NYK has formed a new container shipping joint venture with fellow Japanese shipping companies MOL and “K” Line called Ocean Network Express (ONE) that began operating on April 1.
When ONE began operating, NYK shut down its former stand-alone container shipping operation. In announcing the revised forecast it said the one-off cost required for terminating its former container business “has been discovered to be higher than initially projected.” In the first half of the current fiscal year, which ends Sept. 30, NYK expects a 7.5 billion yen operating loss instead of the 13 billion operating profit it had been forecasting.
The other major cause of the downward revision cited by NYK was the decision to ground the fleet of NCA last month.
NCA said it temporarily suspended all of its aircraft operations to confirm the airworthiness of its planes.
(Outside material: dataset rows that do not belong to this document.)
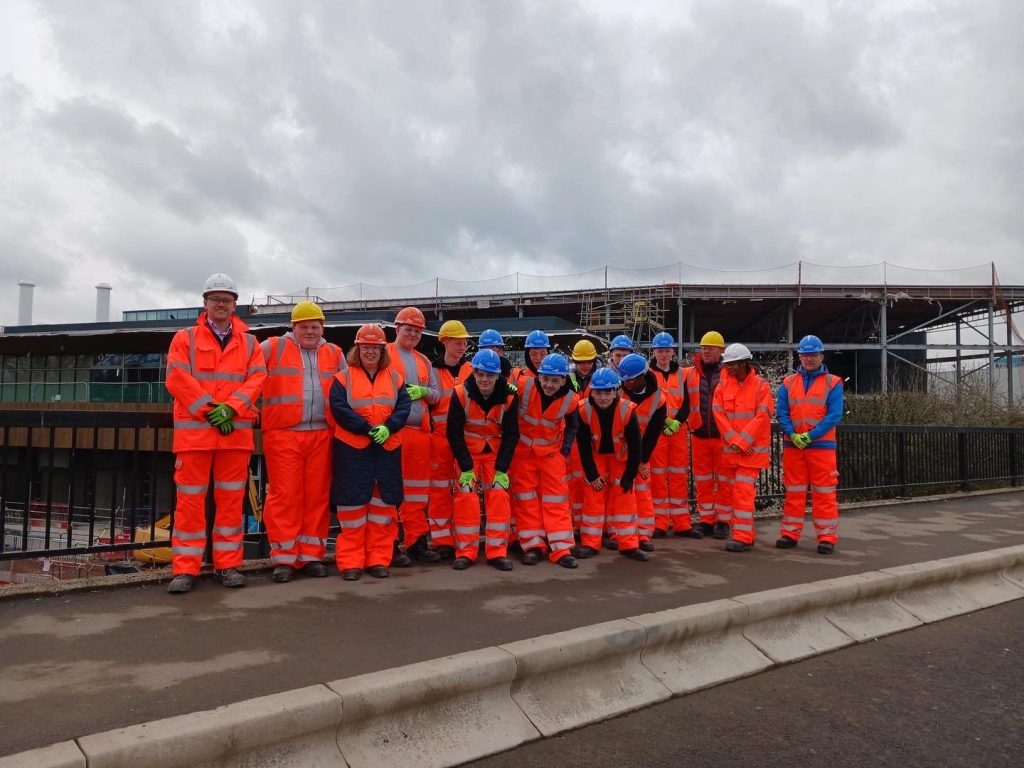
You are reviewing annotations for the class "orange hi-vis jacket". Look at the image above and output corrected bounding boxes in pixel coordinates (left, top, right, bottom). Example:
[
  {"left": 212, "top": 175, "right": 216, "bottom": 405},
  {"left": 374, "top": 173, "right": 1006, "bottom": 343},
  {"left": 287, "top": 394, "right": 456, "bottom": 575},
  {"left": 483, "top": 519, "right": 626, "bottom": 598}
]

According to its website NCA has a fleet of 13 freighters: five Boeing 747-400Fs and eight Boeing 747-8Fs.
On June 16, NCA said it had found one inappropriate maintenance record dating back to April 3 concerning the lubricating oil supply to the aircraft parts for one of its airplanes at Narita airport. It said it decided to shut down operations temporarily “until all maintenance records have been confirmed appropriate.”
Initially NCA thought verification of the records would take about a week, but it said on June 22 it was taking longer than expected. It began resuming some flights on July 5, but said as of today “only two aircraft have returned to service.”
On July 20 NCA said it received a business improvement order from Japan’s Ministry of Land, Infrastructure, Transport and Tourism (MLIT) due to violations of sections of Japan’s civil aeronautics law which NCA related to “(a) inappropriate maintenance for the aircraft structure, (b) the report delay to the MLIT, and (c) organized manipulation and concealment of corresponding maintenance records.”
NCA said it has “swiftly started to work on identifying the cause and to prevent recurrence” of the problems.
NYK also said it is assuming a higher average annual bunker fuel price in its revised forecast, $443.99 per metric ton compared to $380 per metric ton, which was the price it used when it made its prior forecast in April.